Позже, перед говением, она даже исповедовалась у молодого священника, отца Константина. Священник, добродушный, румяный и смешливый по натуре, слушал серьезно до тех пор, пока она не дошла до холодца. Здесь он не выдержал и зафыркал. Софи, несмотря на выступившие от стыда слезы, тоже не удержалась от смеха, опять представив себе заливные уши математика в красивой, саксонского фарфора тарелке, декорированные веточкой петрушки и кружочком яичка… Утишив веселье, отец Константин назначил Софи во искупление греховных помыслов прочесть десять раз Символ веры и быть поласковее и повнимательнее к милому старичку.

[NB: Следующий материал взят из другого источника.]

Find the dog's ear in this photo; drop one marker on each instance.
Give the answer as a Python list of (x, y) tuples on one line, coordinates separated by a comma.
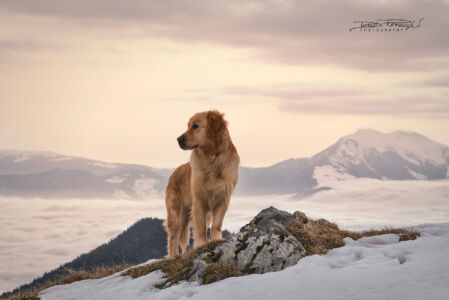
[(215, 123)]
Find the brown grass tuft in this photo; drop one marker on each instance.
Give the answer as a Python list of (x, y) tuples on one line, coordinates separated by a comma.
[(174, 269), (73, 276), (219, 271), (320, 236)]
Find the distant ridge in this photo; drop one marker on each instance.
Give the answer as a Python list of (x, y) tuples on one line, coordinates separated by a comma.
[(399, 155)]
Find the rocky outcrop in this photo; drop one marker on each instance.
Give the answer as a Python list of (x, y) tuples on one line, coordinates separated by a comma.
[(263, 245)]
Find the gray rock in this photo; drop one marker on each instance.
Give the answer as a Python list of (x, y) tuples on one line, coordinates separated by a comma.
[(301, 217), (263, 245)]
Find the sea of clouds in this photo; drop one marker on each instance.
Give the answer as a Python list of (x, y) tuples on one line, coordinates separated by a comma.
[(38, 235)]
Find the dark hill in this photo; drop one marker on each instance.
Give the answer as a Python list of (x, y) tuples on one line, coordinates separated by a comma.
[(144, 240)]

Как сияло солнце и светили звезды в те весенние дни, сменявшиеся не менее весенними вечерами! Софи еще несколько раз встречала Сергея Алексеевича на журфиксах, на пикнике, в театре, на весеннем балу у баронессы Н. Он был с ней неизменно вежлив и приветлив, охотно болтал во время коктейлей и прогулок в зимнем саду. Один раз они спели дуэтом. Никаких особых знаков внимания Серж ей не оказывал, но это отчего-то вовсе не беспокоило Софи. Она почему-то была уверена, что все уж предопределено на небесах и они непременно будут вместе. Золотой туман, окутывавший мир каждый раз, когда она видела Сержа, казался ей достаточной гарантией грядущего счастья. Даже приятно было немного потянуть время, общаться с ним будто с чужим, мило кокетничать, поддразнивать, недоуменно поднимать бровь, выслушивая комплименты. «Ах, к чему это?» Внутри Софи все время смеялась, и ей казалось, что тот же смех теплой волной плещется в глазах любимого. «Ведь ты же понимаешь…» – «Разумеется, понимаю…» – «А все они еще не догадываются…» – «Пусть так еще побудет». – «Пусть, но ведь потом все равно заметят, и придется сказать…» – «Разумеется, придется, и уж после мы не расстанемся никогда…»

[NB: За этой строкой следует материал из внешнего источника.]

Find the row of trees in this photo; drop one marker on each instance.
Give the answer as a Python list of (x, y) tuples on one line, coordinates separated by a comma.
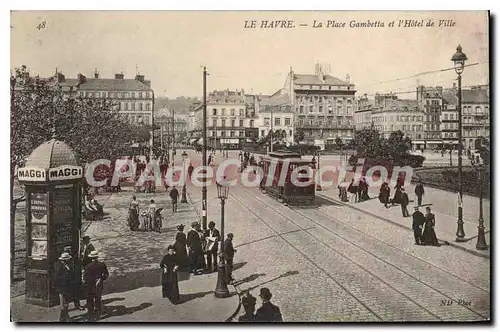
[(41, 110)]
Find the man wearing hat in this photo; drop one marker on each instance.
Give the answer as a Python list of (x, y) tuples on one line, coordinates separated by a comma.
[(229, 252), (268, 312), (195, 249), (418, 222), (95, 274), (64, 284), (248, 302)]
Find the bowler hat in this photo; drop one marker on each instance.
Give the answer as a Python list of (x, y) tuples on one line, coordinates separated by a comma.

Дома, в своей комнате, Софи бережно вспоминала каждый миг их нечастых встреч и – вот чудо! – была совершенно уверена, что диалоги, подобные вышеприведенному, разыгрывались на самом деле, а не исключительно в ее воображении.

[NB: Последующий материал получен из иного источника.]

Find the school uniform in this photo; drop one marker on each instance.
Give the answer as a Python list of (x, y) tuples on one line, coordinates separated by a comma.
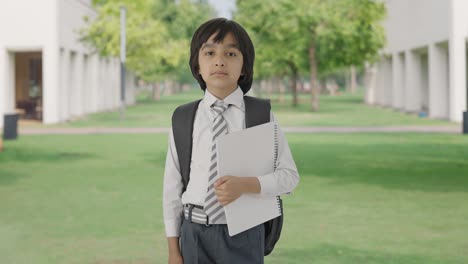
[(212, 244)]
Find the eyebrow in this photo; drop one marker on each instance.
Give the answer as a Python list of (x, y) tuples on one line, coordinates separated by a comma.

В мечтах она уже прожила с Сержем всю жизнь. Она выезжала с ним в свет, блистая расцветающей с годами красотой, которой восхищались все (включая великих князей, иностранных послов и самого государя императора), но которая принадлежала одному лишь Сержу. Они вдвоем катались на чистокровных рысаках в обширном богатом поместье с фонтанами и английским садом, целовались на дерновых скамьях в укромных беседках, плавали в гондоле по каналам Венеции и устраивали пикники где-то в Альпах (Софи даже не представляла толком, где они находятся, но батюшкин приятель, много путешествовавший за границей, рассказывал им с Элен, что альпийские пейзажи несравненно красивы). У них родилось четверо детей – две девочки и два мальчика. Детей Софи не хотелось вовсе, а совсем маленькие младенцы (она прекрасно помнила младенцами обоих младших братишек) вызывали у нее чувство испуганной брезгливости. Но даже в мечтах приходилось мириться с ними, потому что в настоящей семье обязательно должны быть дети, а чтобы следить за ними, существуют грудастые кормилицы, няньки, от которых всегда пахнет подгоревшим кипяченым молоком с пенками, и гувернеры с гувернантками в синих платьях и сюртуках, говорящие с ошибками на всех возможных языках ойкумены.